Bronchoscopic and nonbronchoscopic methodologies were employed in 58% (n = 461) and 42% (n = 339) of patients, respectively. Organism detection significantly differed between the two methodologies (p < 0.0001), with a higher proportion of bronchoscopic BALs detecting organisms on microbiological analysis (68% vs 53%), including higher rates of coinfection (26% vs 9%), compared with nonbronchoscopic BALs (Fig. ). Bacteria were more frequently isolated from nonbronchoscopic BAL (42% vs 33%; p = 0.011), whereas bronchoscopic BALs had higher rates of viruses detected (42% vs 13%; p = < 0.0001) (Fig. ).

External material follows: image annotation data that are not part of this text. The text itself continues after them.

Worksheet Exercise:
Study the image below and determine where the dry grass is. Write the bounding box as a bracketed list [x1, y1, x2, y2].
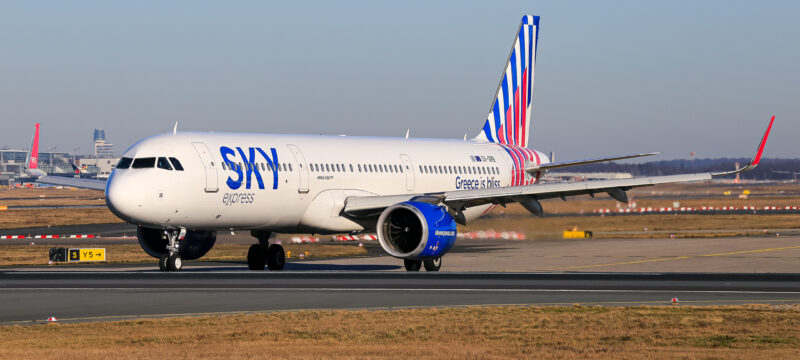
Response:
[0, 304, 800, 359]
[0, 243, 367, 266]
[0, 208, 122, 229]
[0, 187, 105, 206]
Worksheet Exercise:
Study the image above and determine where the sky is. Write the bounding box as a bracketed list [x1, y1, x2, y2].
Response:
[0, 0, 800, 161]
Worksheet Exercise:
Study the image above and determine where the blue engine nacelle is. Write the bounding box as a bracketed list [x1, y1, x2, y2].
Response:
[377, 201, 456, 260]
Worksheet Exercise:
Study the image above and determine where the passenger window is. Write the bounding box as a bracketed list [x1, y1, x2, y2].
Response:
[169, 158, 183, 171]
[116, 158, 133, 169]
[131, 157, 156, 169]
[156, 157, 172, 170]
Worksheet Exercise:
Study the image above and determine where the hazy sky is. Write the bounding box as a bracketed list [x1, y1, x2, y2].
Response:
[0, 0, 800, 160]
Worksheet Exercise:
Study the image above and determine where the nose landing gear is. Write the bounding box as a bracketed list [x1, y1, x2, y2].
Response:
[158, 229, 186, 271]
[252, 230, 286, 270]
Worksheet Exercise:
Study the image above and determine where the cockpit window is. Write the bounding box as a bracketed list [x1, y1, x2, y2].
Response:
[156, 158, 172, 170]
[131, 158, 156, 169]
[117, 157, 133, 169]
[169, 158, 183, 171]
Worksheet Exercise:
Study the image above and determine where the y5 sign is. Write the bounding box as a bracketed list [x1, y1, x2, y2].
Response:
[219, 146, 278, 190]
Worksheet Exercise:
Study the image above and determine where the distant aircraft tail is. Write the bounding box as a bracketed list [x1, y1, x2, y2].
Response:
[25, 123, 47, 176]
[474, 15, 539, 147]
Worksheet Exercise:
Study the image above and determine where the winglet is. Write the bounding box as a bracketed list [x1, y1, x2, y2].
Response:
[711, 115, 775, 176]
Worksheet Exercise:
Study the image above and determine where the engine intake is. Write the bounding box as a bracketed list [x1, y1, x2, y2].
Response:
[136, 226, 217, 260]
[377, 201, 457, 260]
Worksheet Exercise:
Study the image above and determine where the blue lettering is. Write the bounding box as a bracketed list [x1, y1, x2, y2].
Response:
[256, 148, 278, 189]
[219, 146, 243, 190]
[236, 147, 264, 190]
[219, 146, 279, 191]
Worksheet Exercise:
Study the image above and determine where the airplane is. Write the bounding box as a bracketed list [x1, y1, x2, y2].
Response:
[32, 15, 775, 271]
[25, 123, 47, 177]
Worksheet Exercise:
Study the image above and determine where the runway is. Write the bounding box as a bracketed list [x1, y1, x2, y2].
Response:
[0, 270, 800, 325]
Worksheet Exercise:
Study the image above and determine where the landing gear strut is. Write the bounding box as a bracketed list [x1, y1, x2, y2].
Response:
[158, 229, 186, 271]
[252, 230, 286, 270]
[403, 256, 442, 271]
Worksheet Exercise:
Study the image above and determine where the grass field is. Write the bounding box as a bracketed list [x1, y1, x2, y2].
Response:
[0, 304, 800, 359]
[0, 243, 367, 268]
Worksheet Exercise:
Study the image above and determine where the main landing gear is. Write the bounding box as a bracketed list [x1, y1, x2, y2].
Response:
[158, 229, 186, 271]
[252, 230, 286, 270]
[403, 256, 442, 271]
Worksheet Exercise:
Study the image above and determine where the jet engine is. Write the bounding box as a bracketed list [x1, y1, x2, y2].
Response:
[377, 201, 456, 260]
[136, 226, 217, 260]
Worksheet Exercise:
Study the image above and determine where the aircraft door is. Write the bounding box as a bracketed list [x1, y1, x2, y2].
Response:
[400, 154, 414, 191]
[192, 142, 219, 192]
[286, 144, 308, 194]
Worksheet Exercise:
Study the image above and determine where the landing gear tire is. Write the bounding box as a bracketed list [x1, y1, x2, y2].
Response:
[403, 259, 422, 271]
[167, 254, 183, 271]
[267, 244, 286, 270]
[422, 256, 442, 271]
[158, 256, 169, 271]
[247, 244, 267, 270]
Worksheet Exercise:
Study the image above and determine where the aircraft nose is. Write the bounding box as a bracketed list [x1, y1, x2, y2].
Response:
[106, 172, 144, 223]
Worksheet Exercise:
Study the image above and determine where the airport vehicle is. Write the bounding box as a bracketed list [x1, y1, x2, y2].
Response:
[32, 15, 774, 271]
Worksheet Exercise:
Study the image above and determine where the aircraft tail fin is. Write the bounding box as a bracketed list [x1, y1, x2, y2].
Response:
[474, 15, 539, 147]
[25, 123, 47, 176]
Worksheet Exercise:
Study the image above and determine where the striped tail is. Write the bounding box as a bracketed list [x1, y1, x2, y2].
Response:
[474, 15, 539, 147]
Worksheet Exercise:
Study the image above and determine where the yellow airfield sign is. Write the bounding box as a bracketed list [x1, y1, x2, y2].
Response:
[67, 248, 106, 261]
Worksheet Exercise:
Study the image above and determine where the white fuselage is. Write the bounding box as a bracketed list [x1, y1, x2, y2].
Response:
[106, 133, 548, 233]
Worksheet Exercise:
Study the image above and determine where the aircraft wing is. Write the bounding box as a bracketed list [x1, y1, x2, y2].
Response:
[343, 116, 775, 223]
[36, 176, 106, 191]
[525, 152, 660, 174]
[343, 173, 713, 217]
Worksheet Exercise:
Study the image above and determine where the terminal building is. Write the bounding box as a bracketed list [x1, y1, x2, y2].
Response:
[0, 150, 72, 178]
[94, 129, 114, 159]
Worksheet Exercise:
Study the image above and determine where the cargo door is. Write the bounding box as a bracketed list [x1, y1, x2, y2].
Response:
[192, 142, 219, 192]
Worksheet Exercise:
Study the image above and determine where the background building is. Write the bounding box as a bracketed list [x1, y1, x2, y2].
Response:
[0, 150, 72, 178]
[94, 129, 114, 159]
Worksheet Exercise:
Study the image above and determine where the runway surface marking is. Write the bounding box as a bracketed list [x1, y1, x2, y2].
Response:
[540, 246, 800, 271]
[6, 299, 798, 326]
[0, 287, 800, 294]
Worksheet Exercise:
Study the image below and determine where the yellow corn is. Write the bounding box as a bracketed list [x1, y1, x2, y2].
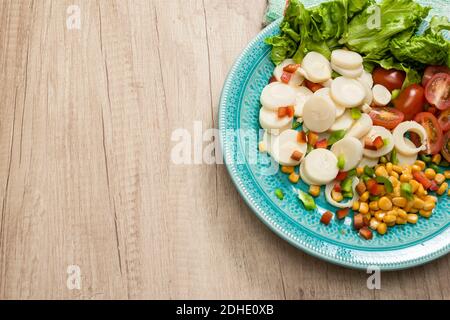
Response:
[419, 210, 433, 218]
[377, 222, 387, 235]
[375, 166, 389, 178]
[425, 168, 436, 180]
[359, 202, 369, 214]
[423, 201, 436, 211]
[400, 172, 412, 182]
[331, 190, 344, 202]
[289, 172, 300, 183]
[444, 170, 450, 179]
[406, 213, 419, 224]
[359, 191, 370, 202]
[434, 173, 445, 184]
[413, 197, 425, 210]
[309, 186, 320, 196]
[369, 201, 378, 211]
[436, 182, 448, 196]
[378, 197, 392, 211]
[281, 166, 294, 174]
[392, 197, 407, 208]
[356, 167, 364, 177]
[409, 180, 423, 193]
[431, 153, 442, 165]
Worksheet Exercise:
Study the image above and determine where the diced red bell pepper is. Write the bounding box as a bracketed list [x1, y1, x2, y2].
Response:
[281, 72, 292, 84]
[333, 183, 342, 192]
[335, 171, 348, 181]
[283, 63, 300, 73]
[320, 211, 333, 225]
[305, 80, 323, 92]
[336, 208, 350, 220]
[297, 131, 306, 143]
[373, 136, 384, 150]
[308, 131, 319, 146]
[413, 171, 431, 189]
[359, 227, 373, 240]
[316, 139, 328, 149]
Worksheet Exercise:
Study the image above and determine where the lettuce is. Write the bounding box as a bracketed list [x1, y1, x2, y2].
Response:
[390, 17, 450, 68]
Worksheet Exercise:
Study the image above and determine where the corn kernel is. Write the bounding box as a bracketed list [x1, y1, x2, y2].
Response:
[378, 197, 392, 211]
[392, 197, 407, 208]
[400, 172, 412, 182]
[423, 201, 436, 211]
[331, 190, 344, 202]
[369, 218, 380, 230]
[356, 167, 364, 177]
[406, 213, 419, 224]
[386, 162, 392, 174]
[309, 186, 320, 201]
[352, 201, 359, 211]
[375, 211, 386, 221]
[377, 222, 387, 235]
[434, 173, 445, 184]
[425, 168, 436, 180]
[431, 153, 442, 165]
[444, 170, 450, 179]
[419, 210, 433, 218]
[413, 197, 425, 210]
[281, 166, 294, 174]
[369, 201, 378, 211]
[359, 202, 369, 214]
[436, 182, 448, 196]
[409, 180, 423, 193]
[359, 191, 370, 202]
[289, 172, 300, 183]
[375, 166, 389, 178]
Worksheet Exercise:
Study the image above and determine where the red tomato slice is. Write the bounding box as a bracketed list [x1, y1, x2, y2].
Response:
[425, 73, 450, 110]
[369, 107, 405, 130]
[441, 131, 450, 162]
[372, 67, 406, 92]
[438, 109, 450, 132]
[422, 66, 450, 87]
[393, 84, 426, 120]
[411, 112, 444, 154]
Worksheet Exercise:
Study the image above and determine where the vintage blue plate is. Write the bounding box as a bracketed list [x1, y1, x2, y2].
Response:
[219, 1, 450, 270]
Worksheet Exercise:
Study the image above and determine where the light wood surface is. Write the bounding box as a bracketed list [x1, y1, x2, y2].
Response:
[0, 0, 450, 299]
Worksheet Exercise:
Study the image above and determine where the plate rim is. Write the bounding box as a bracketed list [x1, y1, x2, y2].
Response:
[218, 18, 450, 271]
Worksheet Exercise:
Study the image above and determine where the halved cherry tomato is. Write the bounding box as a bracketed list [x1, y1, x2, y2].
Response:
[305, 80, 323, 92]
[392, 84, 426, 120]
[438, 109, 450, 132]
[441, 131, 450, 162]
[422, 66, 450, 87]
[369, 107, 405, 130]
[411, 112, 444, 154]
[372, 67, 406, 92]
[425, 73, 450, 110]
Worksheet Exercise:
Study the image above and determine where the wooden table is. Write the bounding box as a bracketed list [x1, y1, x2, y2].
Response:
[0, 0, 450, 299]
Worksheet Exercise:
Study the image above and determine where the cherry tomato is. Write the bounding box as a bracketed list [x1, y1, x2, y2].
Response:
[305, 80, 323, 92]
[422, 66, 450, 87]
[438, 109, 450, 132]
[411, 112, 444, 154]
[369, 107, 405, 130]
[372, 67, 406, 92]
[441, 131, 450, 162]
[392, 84, 426, 120]
[425, 73, 450, 110]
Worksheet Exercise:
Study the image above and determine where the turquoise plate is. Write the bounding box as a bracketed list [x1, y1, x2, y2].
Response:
[219, 1, 450, 270]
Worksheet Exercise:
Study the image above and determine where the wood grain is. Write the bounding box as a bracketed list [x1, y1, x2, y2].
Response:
[0, 0, 450, 299]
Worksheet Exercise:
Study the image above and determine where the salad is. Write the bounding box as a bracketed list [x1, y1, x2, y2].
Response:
[259, 0, 450, 240]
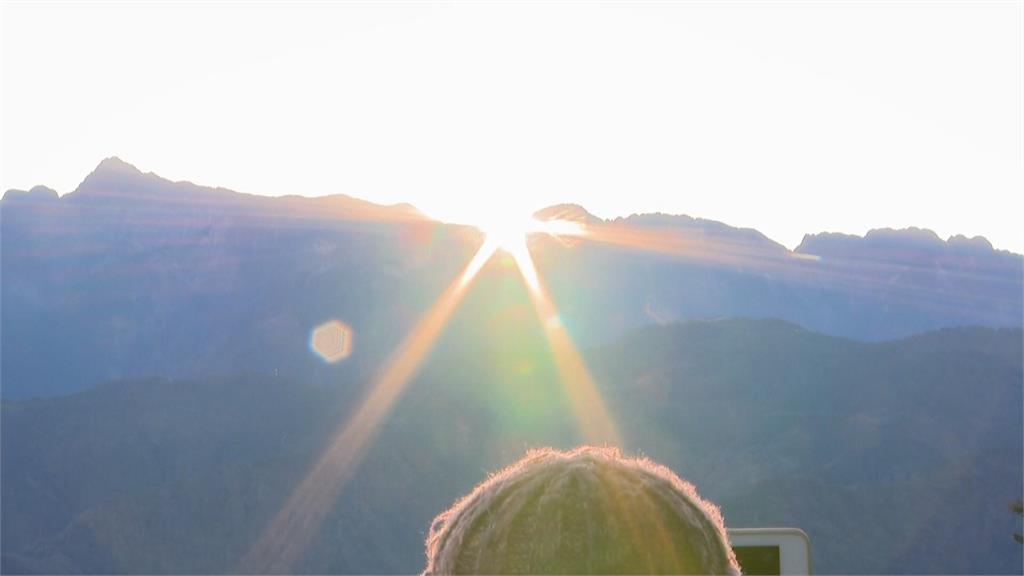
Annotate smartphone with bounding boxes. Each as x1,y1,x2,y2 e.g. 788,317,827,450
728,528,811,576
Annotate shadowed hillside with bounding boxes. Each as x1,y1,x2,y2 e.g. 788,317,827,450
0,158,1024,398
2,319,1024,573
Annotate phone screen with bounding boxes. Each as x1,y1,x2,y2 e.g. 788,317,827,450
732,546,782,576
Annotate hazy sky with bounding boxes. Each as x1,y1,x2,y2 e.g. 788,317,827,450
0,2,1024,252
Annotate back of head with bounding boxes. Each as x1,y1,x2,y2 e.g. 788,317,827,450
426,447,738,574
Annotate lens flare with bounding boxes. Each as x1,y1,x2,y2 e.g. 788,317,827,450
239,236,494,574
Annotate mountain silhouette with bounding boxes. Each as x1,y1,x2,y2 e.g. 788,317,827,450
0,319,1024,574
0,158,1024,398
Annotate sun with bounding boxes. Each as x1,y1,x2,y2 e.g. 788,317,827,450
476,215,583,292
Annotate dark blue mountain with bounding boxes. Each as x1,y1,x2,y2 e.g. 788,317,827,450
0,158,1024,398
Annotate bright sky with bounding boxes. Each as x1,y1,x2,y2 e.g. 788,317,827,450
0,2,1024,252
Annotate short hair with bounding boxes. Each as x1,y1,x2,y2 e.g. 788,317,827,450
424,446,739,574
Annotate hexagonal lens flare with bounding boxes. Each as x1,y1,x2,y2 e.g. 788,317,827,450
309,320,352,364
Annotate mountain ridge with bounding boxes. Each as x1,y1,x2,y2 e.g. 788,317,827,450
6,156,1021,256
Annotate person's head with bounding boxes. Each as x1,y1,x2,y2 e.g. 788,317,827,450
425,447,739,574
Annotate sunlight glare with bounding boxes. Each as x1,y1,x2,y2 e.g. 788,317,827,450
239,239,494,574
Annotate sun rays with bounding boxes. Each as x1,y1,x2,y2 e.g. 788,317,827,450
239,218,621,573
240,211,819,573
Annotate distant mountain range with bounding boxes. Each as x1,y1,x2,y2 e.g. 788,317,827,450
0,159,1024,574
0,313,1024,574
0,158,1024,398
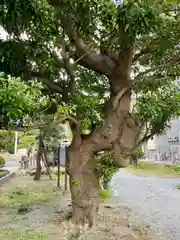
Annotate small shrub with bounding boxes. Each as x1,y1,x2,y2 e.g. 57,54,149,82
95,152,119,183
0,156,5,167
0,169,9,178
100,189,112,202
17,232,46,240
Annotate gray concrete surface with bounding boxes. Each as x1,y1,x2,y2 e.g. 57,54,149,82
111,170,180,240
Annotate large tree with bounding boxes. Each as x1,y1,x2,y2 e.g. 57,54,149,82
0,0,180,226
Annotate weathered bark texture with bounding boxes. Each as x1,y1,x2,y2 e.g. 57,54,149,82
68,138,100,227
69,44,140,226
34,136,42,180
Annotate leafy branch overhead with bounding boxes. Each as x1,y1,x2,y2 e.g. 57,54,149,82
0,0,180,146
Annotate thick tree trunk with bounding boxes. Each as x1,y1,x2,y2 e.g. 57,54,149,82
34,136,42,180
68,140,100,227
68,44,140,226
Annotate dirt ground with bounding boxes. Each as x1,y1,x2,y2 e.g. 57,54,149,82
0,173,152,240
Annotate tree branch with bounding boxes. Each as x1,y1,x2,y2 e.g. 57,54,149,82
132,45,151,63
31,72,63,93
64,21,115,76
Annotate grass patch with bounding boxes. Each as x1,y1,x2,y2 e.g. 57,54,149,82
1,228,47,240
127,161,180,177
0,173,58,209
100,189,112,203
0,169,9,178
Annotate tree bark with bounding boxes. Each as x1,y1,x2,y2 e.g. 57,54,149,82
68,137,100,227
34,136,42,180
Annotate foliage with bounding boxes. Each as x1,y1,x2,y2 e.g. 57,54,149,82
95,152,119,183
0,156,5,168
0,168,9,178
0,73,44,128
100,189,112,202
18,134,36,149
0,130,15,154
0,0,180,135
0,0,180,193
127,161,180,177
135,82,180,136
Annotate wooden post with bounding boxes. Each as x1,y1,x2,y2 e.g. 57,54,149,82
42,141,52,180
57,147,61,187
64,147,68,192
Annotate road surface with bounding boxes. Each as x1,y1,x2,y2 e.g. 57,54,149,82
112,170,180,240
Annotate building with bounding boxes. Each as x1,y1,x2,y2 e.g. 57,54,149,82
144,118,180,163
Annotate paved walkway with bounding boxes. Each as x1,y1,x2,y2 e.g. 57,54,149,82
3,159,20,173
112,170,180,240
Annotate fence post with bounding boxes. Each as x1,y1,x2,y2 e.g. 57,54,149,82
57,147,61,187
64,147,68,192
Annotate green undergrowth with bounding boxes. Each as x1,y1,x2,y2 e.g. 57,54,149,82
1,228,47,240
0,173,58,211
126,161,180,177
0,169,9,178
100,189,112,203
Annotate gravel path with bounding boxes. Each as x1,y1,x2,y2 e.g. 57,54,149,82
112,170,180,240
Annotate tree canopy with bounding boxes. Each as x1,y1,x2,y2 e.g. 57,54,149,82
0,0,180,226
0,0,180,139
0,73,43,128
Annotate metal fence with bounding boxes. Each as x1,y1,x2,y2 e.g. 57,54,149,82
145,144,180,165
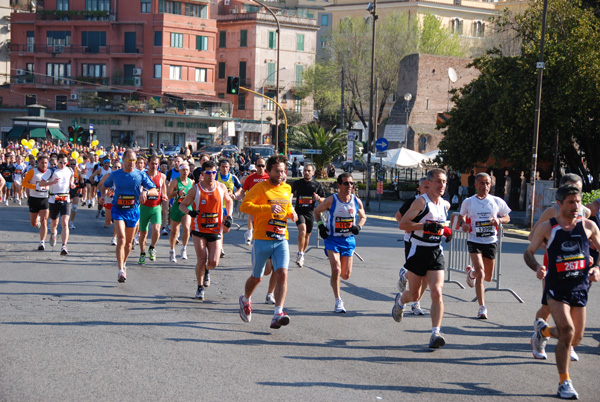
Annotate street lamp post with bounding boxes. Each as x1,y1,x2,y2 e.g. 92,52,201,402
404,92,412,149
365,0,378,211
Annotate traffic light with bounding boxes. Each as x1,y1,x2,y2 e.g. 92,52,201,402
227,76,240,95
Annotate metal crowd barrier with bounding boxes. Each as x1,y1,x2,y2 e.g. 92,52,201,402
444,212,524,303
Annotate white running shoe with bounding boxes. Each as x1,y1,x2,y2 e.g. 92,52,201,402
465,265,475,288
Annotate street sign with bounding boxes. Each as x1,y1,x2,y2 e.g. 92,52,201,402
375,137,390,152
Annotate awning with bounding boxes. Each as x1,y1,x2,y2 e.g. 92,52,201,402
48,128,67,141
7,126,27,138
29,128,46,138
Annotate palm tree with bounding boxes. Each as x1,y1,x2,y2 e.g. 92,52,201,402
289,123,347,179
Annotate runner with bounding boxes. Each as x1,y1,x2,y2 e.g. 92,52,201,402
523,185,600,399
179,161,233,300
458,173,511,320
138,156,169,265
395,177,429,315
528,173,595,361
167,162,194,262
314,173,367,313
101,149,158,283
38,154,75,255
239,155,298,329
392,168,450,349
23,155,49,251
292,163,324,266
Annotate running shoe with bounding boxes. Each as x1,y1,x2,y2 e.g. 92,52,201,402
333,299,346,314
244,230,252,245
477,306,487,320
410,302,425,315
240,295,252,325
50,232,58,247
465,265,475,288
429,332,446,349
569,346,579,362
271,311,290,329
392,293,404,322
398,267,408,293
556,380,579,399
531,318,548,360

There was no difference in rates of isolation for AFB and fungal organisms by BAL methodology. An increased proportion of immunocompromised patients underwent bronchoscopy compared with immunocompetent patients (31% vs 16%; p < 0.001), and immunocompromised patients were less likely to have bacteria isolated (21% vs 42%; p < 0.0001) and more likely to have viruses isolated (44% vs 27%; p = 0.0001). In a subgroup analysis of only immunocompromised patients, those undergoing bronchoscopic BAL had a significantly increased odds of having viruses isolated (2.91 [95% CI, 1.22–6.95]) and a significantly decreased odds of bacterial isolation (0.36 [95% CI 0.17–0.74]), relative to those undergoing nonbronchoscopic BAL.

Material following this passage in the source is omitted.